Легенда или быль? Чумные суслики в Крыму. Чума в Ростове, черная оспа в Москве, кукурузные кочаны вместо хлеба на Кубани, стопроцентная смертность детей на Урале.

19 февраля

На предложение помочь сестре и племяннице, попавшим в безысходно тяжелую нужду, профессор Миллер[174] веско и убедительно ответил:

– Не такое теперь время, чтобы помогать. (Живет со старорежимным комфортом, ни в чем себе не отказывая.)
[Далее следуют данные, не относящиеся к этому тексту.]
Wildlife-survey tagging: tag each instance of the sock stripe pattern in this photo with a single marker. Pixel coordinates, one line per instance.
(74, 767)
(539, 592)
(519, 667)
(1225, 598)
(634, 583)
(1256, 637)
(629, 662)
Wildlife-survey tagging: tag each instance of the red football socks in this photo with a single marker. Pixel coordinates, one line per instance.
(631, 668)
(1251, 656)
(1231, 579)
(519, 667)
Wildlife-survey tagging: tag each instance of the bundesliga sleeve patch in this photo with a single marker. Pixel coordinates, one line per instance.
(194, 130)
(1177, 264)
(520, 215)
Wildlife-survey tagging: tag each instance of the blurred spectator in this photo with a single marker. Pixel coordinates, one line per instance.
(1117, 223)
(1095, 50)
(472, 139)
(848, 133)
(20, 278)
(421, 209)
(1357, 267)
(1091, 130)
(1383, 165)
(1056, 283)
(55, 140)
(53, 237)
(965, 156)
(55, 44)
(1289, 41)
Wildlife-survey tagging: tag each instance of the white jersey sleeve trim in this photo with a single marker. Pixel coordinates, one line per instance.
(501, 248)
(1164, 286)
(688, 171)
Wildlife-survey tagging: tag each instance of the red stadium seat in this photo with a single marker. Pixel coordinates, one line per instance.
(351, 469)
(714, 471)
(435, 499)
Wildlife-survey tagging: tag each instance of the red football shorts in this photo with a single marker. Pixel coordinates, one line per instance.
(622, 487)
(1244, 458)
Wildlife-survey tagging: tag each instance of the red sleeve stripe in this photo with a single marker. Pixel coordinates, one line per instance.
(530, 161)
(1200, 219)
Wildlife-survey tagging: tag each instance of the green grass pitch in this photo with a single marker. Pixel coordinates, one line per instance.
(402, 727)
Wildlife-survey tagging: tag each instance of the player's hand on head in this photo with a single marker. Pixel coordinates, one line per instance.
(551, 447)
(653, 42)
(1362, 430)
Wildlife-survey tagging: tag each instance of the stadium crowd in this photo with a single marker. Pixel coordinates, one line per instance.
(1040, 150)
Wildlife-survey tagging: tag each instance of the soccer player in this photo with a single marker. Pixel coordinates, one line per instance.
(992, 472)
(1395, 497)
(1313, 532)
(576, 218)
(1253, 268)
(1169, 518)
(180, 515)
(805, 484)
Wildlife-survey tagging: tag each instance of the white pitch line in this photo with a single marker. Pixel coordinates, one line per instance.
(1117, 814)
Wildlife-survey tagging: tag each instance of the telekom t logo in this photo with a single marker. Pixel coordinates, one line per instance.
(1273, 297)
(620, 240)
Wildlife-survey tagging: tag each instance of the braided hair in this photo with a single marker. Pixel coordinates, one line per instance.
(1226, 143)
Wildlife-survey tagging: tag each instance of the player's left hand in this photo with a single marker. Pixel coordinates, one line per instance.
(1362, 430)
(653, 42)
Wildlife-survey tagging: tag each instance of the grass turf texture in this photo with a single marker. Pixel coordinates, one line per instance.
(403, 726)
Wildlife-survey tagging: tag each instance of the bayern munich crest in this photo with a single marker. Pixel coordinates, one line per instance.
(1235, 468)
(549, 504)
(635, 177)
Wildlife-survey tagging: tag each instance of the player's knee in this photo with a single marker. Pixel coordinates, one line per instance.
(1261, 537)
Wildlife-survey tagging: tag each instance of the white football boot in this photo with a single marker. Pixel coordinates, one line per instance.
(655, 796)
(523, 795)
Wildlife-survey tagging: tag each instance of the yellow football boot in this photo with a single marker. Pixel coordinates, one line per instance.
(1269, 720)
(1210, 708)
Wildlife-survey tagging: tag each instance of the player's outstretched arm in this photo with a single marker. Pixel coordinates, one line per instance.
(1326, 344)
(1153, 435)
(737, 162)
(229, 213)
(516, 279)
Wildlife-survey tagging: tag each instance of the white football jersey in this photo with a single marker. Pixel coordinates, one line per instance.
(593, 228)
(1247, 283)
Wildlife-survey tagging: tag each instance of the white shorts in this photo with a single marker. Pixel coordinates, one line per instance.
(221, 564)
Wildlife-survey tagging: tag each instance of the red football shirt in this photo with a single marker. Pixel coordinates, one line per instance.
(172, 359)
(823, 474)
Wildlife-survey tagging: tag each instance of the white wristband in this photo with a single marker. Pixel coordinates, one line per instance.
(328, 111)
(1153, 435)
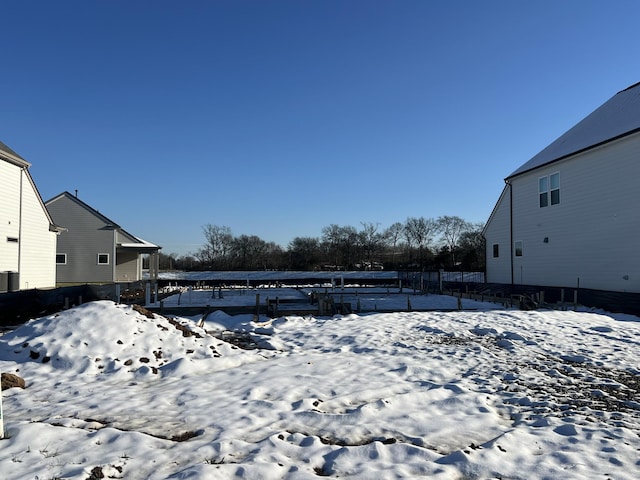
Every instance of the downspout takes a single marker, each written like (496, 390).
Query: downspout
(115, 248)
(20, 239)
(511, 227)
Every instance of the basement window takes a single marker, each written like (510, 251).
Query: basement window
(549, 190)
(518, 249)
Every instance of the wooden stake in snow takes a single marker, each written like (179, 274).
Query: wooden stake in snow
(1, 418)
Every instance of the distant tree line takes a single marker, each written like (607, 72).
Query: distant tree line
(447, 242)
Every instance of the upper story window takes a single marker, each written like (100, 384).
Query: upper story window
(549, 190)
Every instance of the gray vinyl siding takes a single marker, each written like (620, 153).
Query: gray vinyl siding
(593, 231)
(85, 238)
(129, 267)
(497, 232)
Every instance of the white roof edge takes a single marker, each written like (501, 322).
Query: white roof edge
(617, 117)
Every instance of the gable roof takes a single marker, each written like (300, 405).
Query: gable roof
(10, 156)
(133, 241)
(617, 117)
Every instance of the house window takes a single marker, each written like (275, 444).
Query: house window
(549, 190)
(518, 249)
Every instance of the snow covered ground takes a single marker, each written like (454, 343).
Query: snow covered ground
(490, 393)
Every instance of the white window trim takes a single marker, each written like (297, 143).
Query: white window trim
(548, 191)
(515, 248)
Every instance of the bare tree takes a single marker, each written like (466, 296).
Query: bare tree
(304, 252)
(420, 232)
(340, 243)
(217, 247)
(451, 228)
(370, 240)
(392, 236)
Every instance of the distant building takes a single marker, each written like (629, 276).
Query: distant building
(27, 232)
(570, 215)
(95, 249)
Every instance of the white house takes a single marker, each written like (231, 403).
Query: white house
(570, 216)
(27, 233)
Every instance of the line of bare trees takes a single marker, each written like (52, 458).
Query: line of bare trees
(419, 243)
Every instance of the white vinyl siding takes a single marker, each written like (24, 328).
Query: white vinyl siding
(497, 232)
(37, 243)
(27, 246)
(9, 215)
(591, 233)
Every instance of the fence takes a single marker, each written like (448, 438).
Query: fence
(432, 281)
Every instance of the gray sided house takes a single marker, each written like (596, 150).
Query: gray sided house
(570, 216)
(93, 248)
(27, 232)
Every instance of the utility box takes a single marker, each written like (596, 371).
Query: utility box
(13, 281)
(4, 282)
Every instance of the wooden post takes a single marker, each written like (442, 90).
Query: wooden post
(1, 417)
(257, 314)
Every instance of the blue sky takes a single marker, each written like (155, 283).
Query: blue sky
(278, 118)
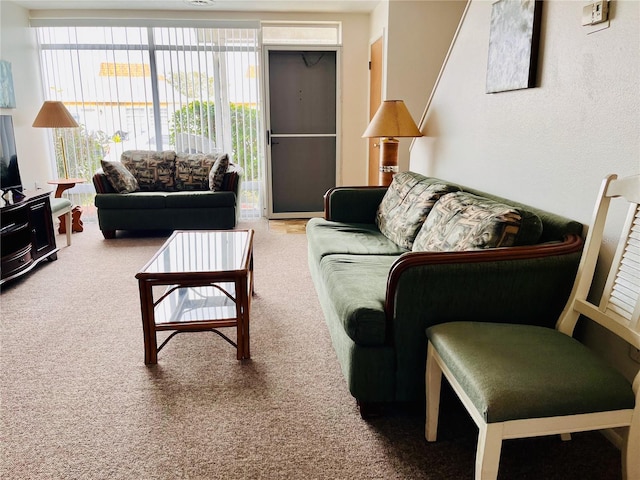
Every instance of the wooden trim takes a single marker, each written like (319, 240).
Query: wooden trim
(571, 244)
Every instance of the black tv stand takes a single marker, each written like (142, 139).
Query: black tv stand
(27, 236)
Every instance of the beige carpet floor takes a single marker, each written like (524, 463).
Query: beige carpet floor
(77, 401)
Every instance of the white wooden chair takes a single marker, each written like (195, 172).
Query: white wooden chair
(523, 381)
(62, 207)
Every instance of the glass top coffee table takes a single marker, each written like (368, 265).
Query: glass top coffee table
(203, 280)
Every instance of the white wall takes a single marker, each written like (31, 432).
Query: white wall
(17, 45)
(419, 35)
(34, 144)
(548, 146)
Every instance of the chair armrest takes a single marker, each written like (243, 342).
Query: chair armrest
(353, 204)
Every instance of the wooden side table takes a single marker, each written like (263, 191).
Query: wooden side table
(62, 185)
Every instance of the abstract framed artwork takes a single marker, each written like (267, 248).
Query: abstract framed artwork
(514, 39)
(7, 95)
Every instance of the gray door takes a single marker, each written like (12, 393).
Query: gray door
(301, 129)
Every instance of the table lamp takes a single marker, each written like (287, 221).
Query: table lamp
(54, 114)
(390, 121)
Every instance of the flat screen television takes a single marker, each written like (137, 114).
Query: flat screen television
(9, 172)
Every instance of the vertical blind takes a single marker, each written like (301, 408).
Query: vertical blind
(188, 89)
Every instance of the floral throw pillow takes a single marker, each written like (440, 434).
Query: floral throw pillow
(192, 170)
(154, 171)
(405, 206)
(462, 221)
(121, 179)
(216, 174)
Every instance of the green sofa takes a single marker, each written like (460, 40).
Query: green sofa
(150, 190)
(380, 291)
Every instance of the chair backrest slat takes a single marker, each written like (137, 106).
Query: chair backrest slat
(619, 306)
(622, 290)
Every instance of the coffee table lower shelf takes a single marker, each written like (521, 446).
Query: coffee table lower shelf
(196, 309)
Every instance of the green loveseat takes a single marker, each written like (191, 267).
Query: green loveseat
(379, 295)
(151, 190)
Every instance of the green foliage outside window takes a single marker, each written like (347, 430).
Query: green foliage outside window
(84, 151)
(198, 118)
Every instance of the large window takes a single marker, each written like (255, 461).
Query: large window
(183, 88)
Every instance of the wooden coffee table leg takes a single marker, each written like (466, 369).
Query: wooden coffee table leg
(148, 323)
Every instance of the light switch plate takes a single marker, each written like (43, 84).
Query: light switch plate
(595, 13)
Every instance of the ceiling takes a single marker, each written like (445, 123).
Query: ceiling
(345, 6)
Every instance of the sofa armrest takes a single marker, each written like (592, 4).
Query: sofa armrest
(353, 204)
(527, 275)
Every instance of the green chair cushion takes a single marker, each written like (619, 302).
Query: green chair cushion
(515, 372)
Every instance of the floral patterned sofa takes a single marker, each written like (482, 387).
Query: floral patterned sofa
(388, 263)
(150, 190)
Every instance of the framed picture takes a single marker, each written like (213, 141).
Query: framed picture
(7, 96)
(513, 45)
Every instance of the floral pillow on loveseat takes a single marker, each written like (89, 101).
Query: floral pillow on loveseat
(166, 171)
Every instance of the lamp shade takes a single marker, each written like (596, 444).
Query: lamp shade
(392, 120)
(54, 115)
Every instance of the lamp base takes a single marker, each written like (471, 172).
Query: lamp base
(388, 160)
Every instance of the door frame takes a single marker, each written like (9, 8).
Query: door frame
(267, 122)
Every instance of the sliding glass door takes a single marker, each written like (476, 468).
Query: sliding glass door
(190, 89)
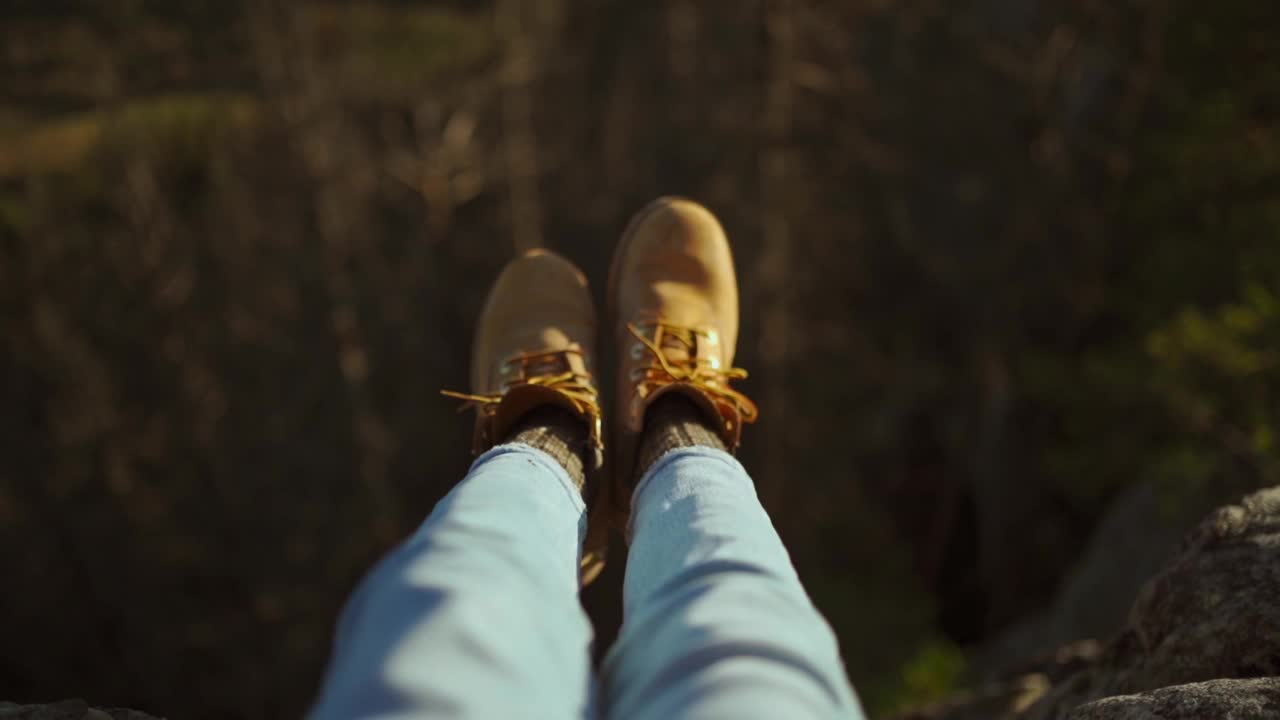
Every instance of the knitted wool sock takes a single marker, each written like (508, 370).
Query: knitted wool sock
(558, 433)
(670, 423)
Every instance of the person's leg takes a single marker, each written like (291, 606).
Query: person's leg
(478, 614)
(716, 620)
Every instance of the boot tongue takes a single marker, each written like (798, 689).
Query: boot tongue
(675, 347)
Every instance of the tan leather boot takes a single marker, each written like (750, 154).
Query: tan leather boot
(673, 317)
(534, 346)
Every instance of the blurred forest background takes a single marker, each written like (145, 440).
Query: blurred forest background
(1010, 276)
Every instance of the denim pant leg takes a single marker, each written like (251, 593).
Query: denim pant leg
(476, 615)
(716, 623)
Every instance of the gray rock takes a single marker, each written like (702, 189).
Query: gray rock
(1203, 639)
(1219, 700)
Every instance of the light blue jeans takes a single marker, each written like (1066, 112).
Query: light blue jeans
(476, 615)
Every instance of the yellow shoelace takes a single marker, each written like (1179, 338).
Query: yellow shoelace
(576, 387)
(696, 372)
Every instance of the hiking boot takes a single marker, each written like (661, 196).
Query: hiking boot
(534, 347)
(673, 319)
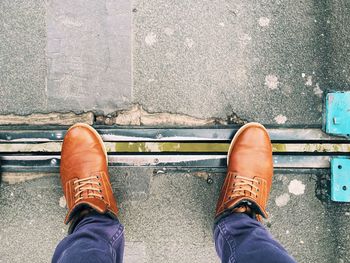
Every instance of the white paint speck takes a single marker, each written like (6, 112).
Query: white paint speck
(282, 200)
(264, 21)
(151, 39)
(245, 39)
(189, 42)
(281, 119)
(308, 81)
(169, 31)
(296, 187)
(170, 55)
(62, 202)
(271, 81)
(318, 92)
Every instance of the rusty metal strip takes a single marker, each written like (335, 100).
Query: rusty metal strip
(177, 147)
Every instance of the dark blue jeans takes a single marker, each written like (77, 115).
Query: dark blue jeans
(238, 238)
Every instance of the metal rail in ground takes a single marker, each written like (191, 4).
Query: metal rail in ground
(37, 149)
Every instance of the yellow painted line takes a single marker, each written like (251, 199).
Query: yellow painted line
(156, 147)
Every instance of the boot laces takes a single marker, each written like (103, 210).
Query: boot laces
(242, 185)
(89, 186)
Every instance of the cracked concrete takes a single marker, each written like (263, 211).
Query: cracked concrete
(205, 59)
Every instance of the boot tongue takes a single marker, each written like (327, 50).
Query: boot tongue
(95, 203)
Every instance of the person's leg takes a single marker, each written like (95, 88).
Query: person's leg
(239, 236)
(96, 238)
(95, 234)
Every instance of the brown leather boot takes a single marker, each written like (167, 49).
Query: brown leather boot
(249, 173)
(84, 174)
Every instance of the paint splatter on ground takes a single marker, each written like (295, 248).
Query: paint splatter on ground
(264, 21)
(317, 90)
(296, 187)
(308, 81)
(280, 119)
(282, 200)
(62, 202)
(169, 31)
(151, 39)
(271, 81)
(189, 42)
К счастью для жизни и для Человека (для образа человеческого), в мире есть противоположный полюс. Там, Сережа, ты встретишь родителей твоих, которые в голодные годы – 18-20-й годы – делились в Сергиеве со всеми, кто нуждался. Делились картофелем, репой со своих участков, обработанных ими в поте лица, миллионами и тысячами миллионов, заработанными преподаванием в техникуме; и надо прибавить к этому деятельное, напряженнейшее участие в судьбах окружающих людей – щедрая моральная поддержка словом и делом.

20 февраля

Прекрасные стихи у Даниила – благородный стиль и дар воскрешения прошлых эпох. Местами напоминает Мариа Эредиа, но нельзя говорить о влиянии последнего, так как Даниил не читал его. И всегда таким романтикам хочется невозможного. Даниил недоволен тем, что он “камерный” поэт – поэт для немногих. Он не хочет видеть, что в этом и есть его сила – в отсутствии громкого, широкошумного голоса, в грустной и строгой изысканности интонаций и образов. И никогда я не могла понять, почему быть чем-нибудь для немногих хуже, меньше, чем для многих. “Многие” всегда будут позади немногих в области духа вообще, в эстетическом развитии – в частности.

23–25 февраля

Люди пухнут от голода, миллионы украинцев нищенствуют, голодная смерть перестала быть замечательным явлением, вплелась в норму современности. Неужели нельзя было обойтись без этих гекатомб Молоху истории. Прекрасна жертвенность тех революционеров, которые отдавали все, включая и жизнь, за будущее благо человечества. И в страданиях их для них был источник высокого, редкостного счастья, “дарящего добродетель” и ответственность за нее. Но ужасны темные, принудительные жертвы. Быть обреченным пасть под колеса Джаггернаута[175] не в священном безумии творческого “да” своему божеству, а как бессловесное животное…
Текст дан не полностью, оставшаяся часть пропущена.